Si les dix-huit victimes, dénombrées pour l’instant, partagent le destin commun de la mort, d’autres miraculés de l’attaque terroriste du restaurant café Aziz Istanbul, ont connu des fortunes diverses. Ce médecin de son état et sa famille venue de l’Europe le rejoindre pour les vacances sont encore, eux, sous le choc de cette nuit qui aura été, sans aucun doute, la plus longue de leur existence. C’est dans le couloir de l’appartement qu’il les ont passées, ces interminables et angoissantes heures, avec pour voisins forcés, ces assaillants qui ont battu en retraite devant la riposte des Forces de défense et de sécurité (FDS) burkinabè, en se confinant à l’étage au-dessus du café de la mort. Ils étaient si proches des bourreaux de Kwame Nkrumah, qu’en plus des détonations infernales que produisaient leurs armes et celles des FDS, ils entendaient même les bruits de recharges des cartouches. Le traumatisme est inévitablement énorme. Surtout au niveau des enfants qui sursautent depuis lors, au moindre petit froissement de papier.

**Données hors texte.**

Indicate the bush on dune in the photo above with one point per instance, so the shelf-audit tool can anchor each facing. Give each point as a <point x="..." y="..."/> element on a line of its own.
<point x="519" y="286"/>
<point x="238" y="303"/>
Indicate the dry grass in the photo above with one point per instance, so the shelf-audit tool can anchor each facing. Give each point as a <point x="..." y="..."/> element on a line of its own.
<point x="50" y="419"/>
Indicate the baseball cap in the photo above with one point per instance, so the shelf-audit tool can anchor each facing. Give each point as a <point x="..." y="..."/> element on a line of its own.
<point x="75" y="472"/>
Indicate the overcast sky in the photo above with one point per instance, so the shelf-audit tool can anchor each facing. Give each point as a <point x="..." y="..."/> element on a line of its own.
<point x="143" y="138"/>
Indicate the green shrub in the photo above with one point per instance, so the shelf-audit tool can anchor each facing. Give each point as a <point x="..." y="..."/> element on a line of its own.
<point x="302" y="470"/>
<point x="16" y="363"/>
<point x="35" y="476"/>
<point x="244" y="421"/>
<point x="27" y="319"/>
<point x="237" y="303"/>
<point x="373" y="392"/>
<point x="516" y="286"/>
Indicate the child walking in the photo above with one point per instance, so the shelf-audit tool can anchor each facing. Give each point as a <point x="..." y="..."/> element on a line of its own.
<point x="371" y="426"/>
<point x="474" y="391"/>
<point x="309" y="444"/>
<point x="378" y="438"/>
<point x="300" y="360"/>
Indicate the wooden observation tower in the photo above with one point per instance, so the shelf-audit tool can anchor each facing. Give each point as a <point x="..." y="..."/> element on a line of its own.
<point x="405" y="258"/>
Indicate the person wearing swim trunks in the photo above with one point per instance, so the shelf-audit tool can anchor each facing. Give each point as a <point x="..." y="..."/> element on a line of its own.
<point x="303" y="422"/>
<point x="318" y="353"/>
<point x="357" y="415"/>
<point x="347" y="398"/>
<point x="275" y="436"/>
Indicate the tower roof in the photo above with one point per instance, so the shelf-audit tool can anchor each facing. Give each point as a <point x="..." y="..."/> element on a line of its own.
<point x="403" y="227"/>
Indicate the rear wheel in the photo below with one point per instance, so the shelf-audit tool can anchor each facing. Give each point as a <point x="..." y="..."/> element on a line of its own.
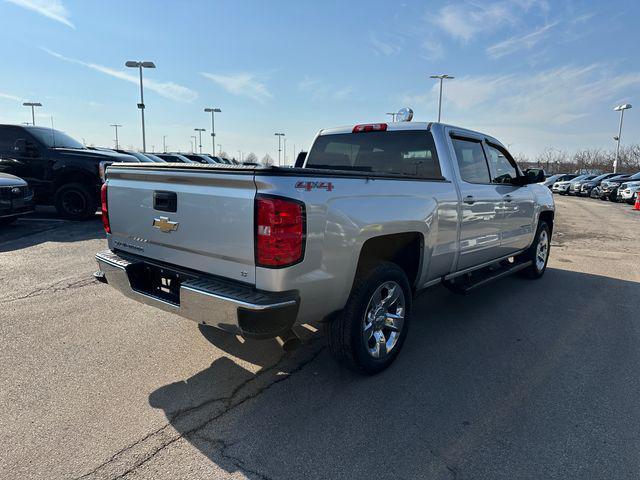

«Puisse Dieu nous épargner pareille situation», a conclu, avec foi ou fatalisme, cette vieille femme rencontrée dans les couloirs du Centre hospitalier et universitaire/ Yalgado Ouédraogo, qui n’a sans doute pas vu autant d’horreurs du fait de la bêtise humaine, durant la quatre-vingtaine d’années de vie que nous osons lui attribuer. En espérant que Istanbul renaisse de ses cendres comme l’a fait l’autre restaurant café Capuccinno, dévasté par la furie d’hommes sans foi ni loi, un certain 15 janvier 2016, on peut dire, pour la mémoire des morts de l’avenue Kwame Nkrumah: plus jamais ça!